Last Wishes Funerals


Serving York & Surrounding areas

Funeral Planning

Many people are planning their own funerals these days.

Some people make a plan because they want to know their funeral is budgeted for and some because they want to have their last wishes respected.* Others plan their funeral because they like the thought of a less traditional send-off, or they have very specific ideas about what they want. Whatever your reason, making a plan will put your mind at rest, and can really help loved ones to respect your wishes when the time comes.

Rather than overwhelm you with information here, we prefer to get to know something about you over a cup of tea and make our suggestions accordingly. Most people are pleasantly surprised at the range of choices there are today. As we chat, more ideas will come up and an outline of your last wishes will start to take shape.

At that point, you may want to take a few days to mull things over, visit some burial sites or crematoria, consider the choice of celebrants, music, and other elements. If that’s the case, we will finalise your wishes when you are ready, and then give you an estimate based on current costs

Things to consider

*Please note: Your funeral plan is not a legally binding document, so to ensure that your wishes are carried out, you’ll need to make a Will and keep it updated as your circumstances change. We also encourage you to choose your executor with care, as they have the last word should any dispute arise over your funeral arrangements. If you update your plan, remember to make sure your copy is kept with your Will – and that everyone who needs to know has the latest version.

Direct Cremations

These services are not solely provided by well-funded large corporations advertising nationally; funeral directors also offer them, often at a lower cost but with the same level of care for grieving families.

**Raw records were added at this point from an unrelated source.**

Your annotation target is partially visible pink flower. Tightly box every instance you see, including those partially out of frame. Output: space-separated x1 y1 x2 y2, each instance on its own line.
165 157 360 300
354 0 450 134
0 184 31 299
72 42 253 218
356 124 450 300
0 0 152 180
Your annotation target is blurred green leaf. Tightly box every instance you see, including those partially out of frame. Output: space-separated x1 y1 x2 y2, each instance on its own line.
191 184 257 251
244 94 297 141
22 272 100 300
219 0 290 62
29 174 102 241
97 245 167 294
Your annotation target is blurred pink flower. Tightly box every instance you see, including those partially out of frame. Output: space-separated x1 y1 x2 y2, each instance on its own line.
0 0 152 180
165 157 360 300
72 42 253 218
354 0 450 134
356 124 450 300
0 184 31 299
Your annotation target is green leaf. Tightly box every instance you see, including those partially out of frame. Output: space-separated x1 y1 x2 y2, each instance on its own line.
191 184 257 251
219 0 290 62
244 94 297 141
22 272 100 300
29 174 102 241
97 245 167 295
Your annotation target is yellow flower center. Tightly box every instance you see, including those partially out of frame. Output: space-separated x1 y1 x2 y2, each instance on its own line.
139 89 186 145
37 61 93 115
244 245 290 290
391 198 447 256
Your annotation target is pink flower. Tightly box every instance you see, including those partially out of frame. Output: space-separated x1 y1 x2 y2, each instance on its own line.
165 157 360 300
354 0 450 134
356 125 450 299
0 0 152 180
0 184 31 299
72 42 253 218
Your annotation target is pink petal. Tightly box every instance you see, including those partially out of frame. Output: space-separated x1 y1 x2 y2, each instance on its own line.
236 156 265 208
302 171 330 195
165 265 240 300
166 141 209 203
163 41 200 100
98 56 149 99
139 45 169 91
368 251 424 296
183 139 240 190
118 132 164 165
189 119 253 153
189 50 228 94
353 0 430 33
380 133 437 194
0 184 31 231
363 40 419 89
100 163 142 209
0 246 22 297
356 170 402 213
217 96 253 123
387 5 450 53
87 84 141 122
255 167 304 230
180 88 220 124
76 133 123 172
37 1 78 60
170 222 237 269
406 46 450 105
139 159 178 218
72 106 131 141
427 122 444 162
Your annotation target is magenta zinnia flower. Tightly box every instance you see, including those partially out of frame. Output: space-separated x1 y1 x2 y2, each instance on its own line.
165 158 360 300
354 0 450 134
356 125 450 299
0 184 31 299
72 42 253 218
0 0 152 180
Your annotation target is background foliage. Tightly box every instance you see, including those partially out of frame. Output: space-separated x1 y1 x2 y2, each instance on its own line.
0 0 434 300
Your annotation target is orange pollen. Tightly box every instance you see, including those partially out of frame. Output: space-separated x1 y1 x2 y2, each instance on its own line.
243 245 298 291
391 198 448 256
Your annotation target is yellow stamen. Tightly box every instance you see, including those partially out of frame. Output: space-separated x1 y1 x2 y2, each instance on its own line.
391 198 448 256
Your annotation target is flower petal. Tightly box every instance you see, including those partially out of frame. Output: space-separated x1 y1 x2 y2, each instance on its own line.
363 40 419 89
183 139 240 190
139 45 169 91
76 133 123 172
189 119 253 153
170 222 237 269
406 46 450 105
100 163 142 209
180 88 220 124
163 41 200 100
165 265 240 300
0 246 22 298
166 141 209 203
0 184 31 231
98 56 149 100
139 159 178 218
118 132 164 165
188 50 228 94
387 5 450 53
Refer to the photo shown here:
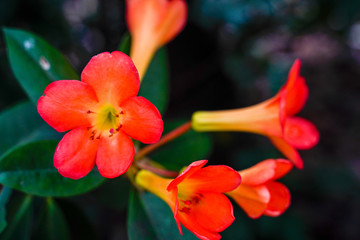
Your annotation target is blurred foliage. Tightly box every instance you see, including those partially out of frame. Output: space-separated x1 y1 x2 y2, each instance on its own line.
0 0 360 240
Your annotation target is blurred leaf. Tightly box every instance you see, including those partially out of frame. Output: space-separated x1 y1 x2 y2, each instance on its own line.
0 141 104 197
127 189 157 240
0 102 61 156
33 198 70 240
139 47 169 113
134 192 198 240
118 33 169 113
4 28 79 103
150 121 212 170
0 186 11 233
0 195 33 240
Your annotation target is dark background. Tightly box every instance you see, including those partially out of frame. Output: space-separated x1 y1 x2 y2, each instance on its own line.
0 0 360 240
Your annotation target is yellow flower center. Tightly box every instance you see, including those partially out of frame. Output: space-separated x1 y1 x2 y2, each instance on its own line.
95 104 120 131
87 104 124 140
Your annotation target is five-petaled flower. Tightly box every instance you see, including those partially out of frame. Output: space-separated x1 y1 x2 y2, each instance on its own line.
192 60 319 169
37 52 163 179
135 160 241 240
126 0 187 78
226 159 292 218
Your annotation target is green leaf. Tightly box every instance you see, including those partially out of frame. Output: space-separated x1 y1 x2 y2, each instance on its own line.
140 192 198 240
0 102 61 156
139 47 169 113
118 33 169 113
4 28 79 102
0 141 104 197
127 189 157 240
0 187 11 233
127 191 198 240
0 195 33 240
33 198 70 240
150 121 212 171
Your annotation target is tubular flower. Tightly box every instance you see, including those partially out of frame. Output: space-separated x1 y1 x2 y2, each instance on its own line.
135 160 241 240
126 0 187 78
37 52 163 179
192 60 319 169
226 159 292 218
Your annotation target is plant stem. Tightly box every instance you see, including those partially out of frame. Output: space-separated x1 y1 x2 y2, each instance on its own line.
135 121 191 161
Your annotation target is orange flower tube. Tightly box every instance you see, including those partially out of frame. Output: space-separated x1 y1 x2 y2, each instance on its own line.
226 159 292 218
135 160 241 240
126 0 187 79
192 60 319 169
37 51 163 179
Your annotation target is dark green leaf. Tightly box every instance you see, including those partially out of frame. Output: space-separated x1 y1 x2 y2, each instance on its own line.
127 189 157 240
4 28 79 102
0 195 33 240
0 102 61 156
150 121 211 170
140 192 198 240
118 34 169 113
33 198 70 240
0 141 104 197
0 187 11 233
139 47 169 113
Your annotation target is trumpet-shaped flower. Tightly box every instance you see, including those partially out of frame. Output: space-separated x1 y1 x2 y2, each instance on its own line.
226 159 292 218
126 0 187 79
135 160 241 240
192 60 319 169
37 52 163 179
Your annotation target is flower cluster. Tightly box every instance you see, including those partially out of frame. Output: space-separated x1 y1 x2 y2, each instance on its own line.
37 0 319 239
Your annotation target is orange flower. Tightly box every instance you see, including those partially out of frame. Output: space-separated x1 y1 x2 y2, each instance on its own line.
226 159 292 218
192 60 319 169
126 0 187 79
135 160 241 240
37 52 163 179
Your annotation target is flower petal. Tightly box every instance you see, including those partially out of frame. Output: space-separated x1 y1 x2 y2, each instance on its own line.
183 165 241 193
179 193 231 239
264 182 290 217
226 184 270 218
268 136 304 169
284 117 320 149
54 128 99 179
96 131 135 178
37 80 97 132
121 97 164 143
167 160 208 191
81 51 140 105
272 159 293 180
239 159 276 186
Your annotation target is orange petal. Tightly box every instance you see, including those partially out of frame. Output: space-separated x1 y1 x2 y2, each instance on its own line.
280 59 309 116
54 128 99 179
121 97 164 143
226 184 270 218
167 160 208 191
126 0 187 78
179 193 231 239
272 159 293 180
284 117 320 149
268 136 304 169
37 80 97 132
96 131 135 178
183 165 241 193
264 182 290 217
81 51 140 106
239 159 276 186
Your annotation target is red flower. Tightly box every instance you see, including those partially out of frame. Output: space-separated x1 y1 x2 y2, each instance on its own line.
226 159 292 218
135 160 241 240
192 60 319 169
126 0 187 78
37 52 163 179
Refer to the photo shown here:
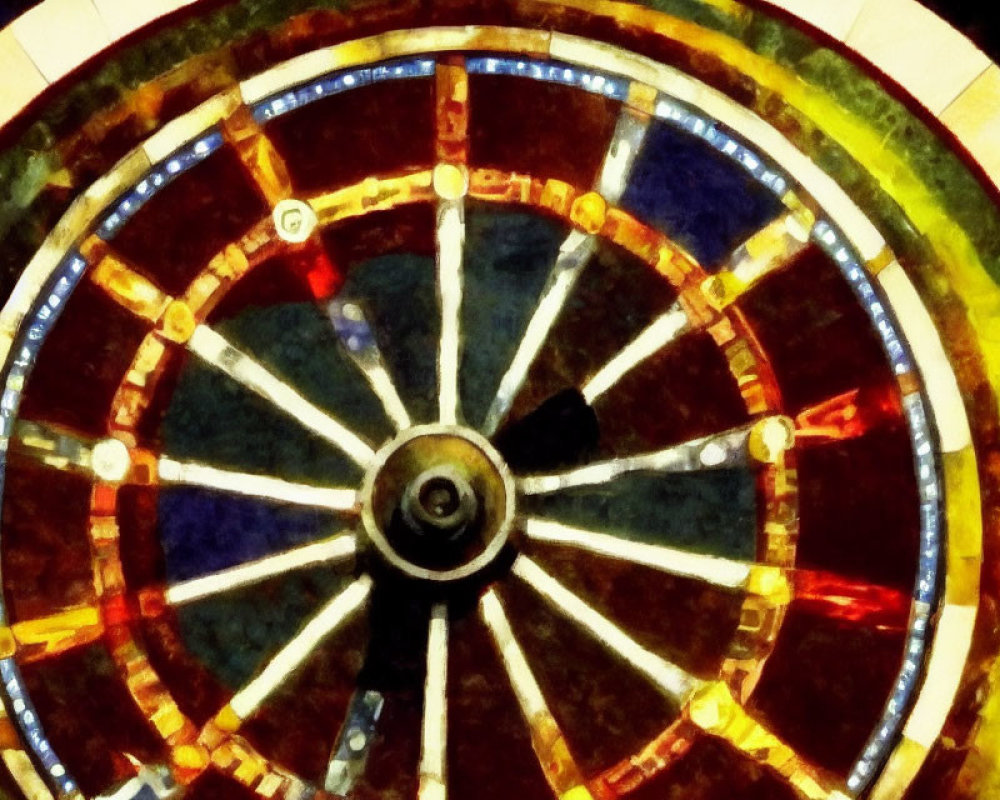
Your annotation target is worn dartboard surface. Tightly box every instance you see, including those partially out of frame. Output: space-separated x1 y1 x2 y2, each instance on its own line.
0 3 1000 800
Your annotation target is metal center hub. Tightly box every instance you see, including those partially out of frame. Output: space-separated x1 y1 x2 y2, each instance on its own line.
361 425 514 581
400 465 479 542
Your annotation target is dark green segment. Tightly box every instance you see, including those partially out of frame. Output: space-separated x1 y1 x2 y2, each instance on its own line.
0 0 1000 304
177 568 352 689
460 204 569 426
522 470 757 560
340 253 441 423
163 304 392 485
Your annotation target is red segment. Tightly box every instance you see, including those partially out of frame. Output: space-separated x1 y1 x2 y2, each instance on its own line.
795 386 903 444
792 570 910 631
288 243 344 302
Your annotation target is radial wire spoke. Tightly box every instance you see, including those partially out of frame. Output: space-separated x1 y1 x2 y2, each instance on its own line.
582 209 811 403
494 389 600 472
417 604 448 800
157 457 358 511
518 416 794 494
482 231 597 436
479 589 589 800
214 575 372 732
327 299 412 430
482 106 649 436
523 517 754 589
581 302 692 404
164 534 357 606
436 195 465 425
323 689 385 797
188 325 375 466
513 555 704 704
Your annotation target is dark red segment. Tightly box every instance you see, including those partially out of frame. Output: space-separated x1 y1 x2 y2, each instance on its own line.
21 280 151 437
136 608 232 726
597 333 749 455
265 79 434 194
118 486 166 591
3 466 94 621
184 769 260 800
448 615 552 800
740 245 895 415
112 147 268 295
503 575 677 775
750 607 906 776
21 645 167 797
532 544 742 678
510 236 676 419
323 203 435 270
796 426 920 592
627 736 798 800
243 621 365 784
469 75 620 191
792 569 912 631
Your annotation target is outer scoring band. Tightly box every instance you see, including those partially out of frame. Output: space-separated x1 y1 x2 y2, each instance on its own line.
0 34 952 793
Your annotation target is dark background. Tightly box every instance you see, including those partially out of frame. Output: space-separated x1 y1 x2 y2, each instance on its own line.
0 0 1000 69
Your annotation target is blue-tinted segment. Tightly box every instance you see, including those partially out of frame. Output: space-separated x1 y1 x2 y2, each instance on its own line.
97 131 222 241
253 58 434 123
465 56 631 102
524 469 757 560
0 658 77 795
621 122 782 272
159 486 330 583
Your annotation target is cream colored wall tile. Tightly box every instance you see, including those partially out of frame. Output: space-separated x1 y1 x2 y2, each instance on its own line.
845 0 990 114
0 28 49 126
940 64 1000 195
93 0 197 39
10 0 111 83
756 0 865 40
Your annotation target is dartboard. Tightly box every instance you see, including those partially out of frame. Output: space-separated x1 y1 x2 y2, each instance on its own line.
0 0 1000 800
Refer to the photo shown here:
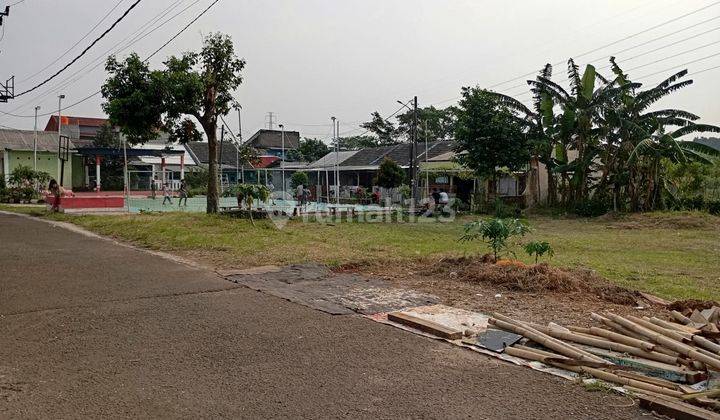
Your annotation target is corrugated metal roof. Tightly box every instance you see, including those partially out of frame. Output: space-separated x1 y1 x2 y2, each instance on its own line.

Direct cremations can indeed fulfil a practical purpose for those who prefer a simple farewell. However, it’s important to consider the needs of the bereaved, as funerals serve as a means of support and closure for them.

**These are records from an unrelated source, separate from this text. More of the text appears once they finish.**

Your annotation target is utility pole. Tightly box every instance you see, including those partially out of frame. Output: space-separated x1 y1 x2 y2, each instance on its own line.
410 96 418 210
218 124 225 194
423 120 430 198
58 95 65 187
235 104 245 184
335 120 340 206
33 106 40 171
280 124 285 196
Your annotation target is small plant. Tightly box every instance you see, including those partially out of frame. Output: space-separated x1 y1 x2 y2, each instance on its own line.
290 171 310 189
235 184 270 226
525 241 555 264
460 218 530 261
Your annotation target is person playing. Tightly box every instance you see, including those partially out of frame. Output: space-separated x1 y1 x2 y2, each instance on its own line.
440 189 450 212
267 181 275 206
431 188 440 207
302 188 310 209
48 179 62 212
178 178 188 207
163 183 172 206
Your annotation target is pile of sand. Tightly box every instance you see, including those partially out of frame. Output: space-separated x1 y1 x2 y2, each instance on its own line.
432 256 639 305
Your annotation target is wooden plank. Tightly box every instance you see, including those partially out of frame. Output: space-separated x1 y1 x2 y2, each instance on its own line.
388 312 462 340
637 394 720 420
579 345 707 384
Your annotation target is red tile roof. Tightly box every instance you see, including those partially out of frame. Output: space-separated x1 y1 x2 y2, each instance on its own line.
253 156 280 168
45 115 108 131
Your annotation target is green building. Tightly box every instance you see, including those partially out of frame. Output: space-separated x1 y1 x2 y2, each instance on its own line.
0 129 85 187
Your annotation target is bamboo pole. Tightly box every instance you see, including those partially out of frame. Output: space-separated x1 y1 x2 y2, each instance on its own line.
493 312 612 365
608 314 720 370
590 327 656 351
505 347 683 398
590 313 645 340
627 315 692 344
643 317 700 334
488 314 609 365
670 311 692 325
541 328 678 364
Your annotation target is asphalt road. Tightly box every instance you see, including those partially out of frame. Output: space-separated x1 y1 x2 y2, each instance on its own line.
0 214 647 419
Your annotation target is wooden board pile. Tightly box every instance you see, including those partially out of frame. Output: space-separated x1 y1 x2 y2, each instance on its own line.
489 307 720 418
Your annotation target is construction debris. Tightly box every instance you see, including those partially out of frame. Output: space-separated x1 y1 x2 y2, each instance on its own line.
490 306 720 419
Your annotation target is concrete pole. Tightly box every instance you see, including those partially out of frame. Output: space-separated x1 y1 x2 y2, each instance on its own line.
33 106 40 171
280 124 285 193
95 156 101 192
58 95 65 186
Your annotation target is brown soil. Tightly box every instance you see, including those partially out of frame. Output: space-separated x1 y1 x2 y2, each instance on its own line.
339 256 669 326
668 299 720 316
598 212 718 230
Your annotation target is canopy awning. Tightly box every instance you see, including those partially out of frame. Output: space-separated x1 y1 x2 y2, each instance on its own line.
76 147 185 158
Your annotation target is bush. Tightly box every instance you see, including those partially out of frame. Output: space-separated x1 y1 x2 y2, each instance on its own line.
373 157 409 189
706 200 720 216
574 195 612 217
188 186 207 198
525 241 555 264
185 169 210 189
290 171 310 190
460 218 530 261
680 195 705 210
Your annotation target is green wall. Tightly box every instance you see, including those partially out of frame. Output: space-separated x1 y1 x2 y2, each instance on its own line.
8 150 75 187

When using services from larger companies, the deceased is typically collected and the ashes returned after about a week. However, it’s common for these ashes to be delivered by a third-party courier, potentially leading to inadvertent mishandling, such as leaving them unattended on a doorstep. The delivery companies/drivers are often unaware of the package’s contents.

While a family may respect the wishes of the deceased for a direct cremation, they may later choose to organise a gathering of family and friends. Such gatherings are crucial for healing and finding closure after the loss of a loved one.


In many aspects of life, there exists a spectrum when it comes to celebrants. At one end there are religious ministers, whose roles are self-explanatory. At the opposite end, there are Humanists who maintain the belief that once life ends, there is nothing beyond.

However, in our experience, the majority of families we encounter possess some form of spirituality, for various reasons. Celebrants are available to accommodate these beliefs, tailoring services to include elements that resonate with the family’s spiritual preferences. This could encompass hymns, prayers, or other rituals deemed appropriate.

While some individuals may not identify as religious, certain prayers or hymns might hold special significance from childhood or other significant life events.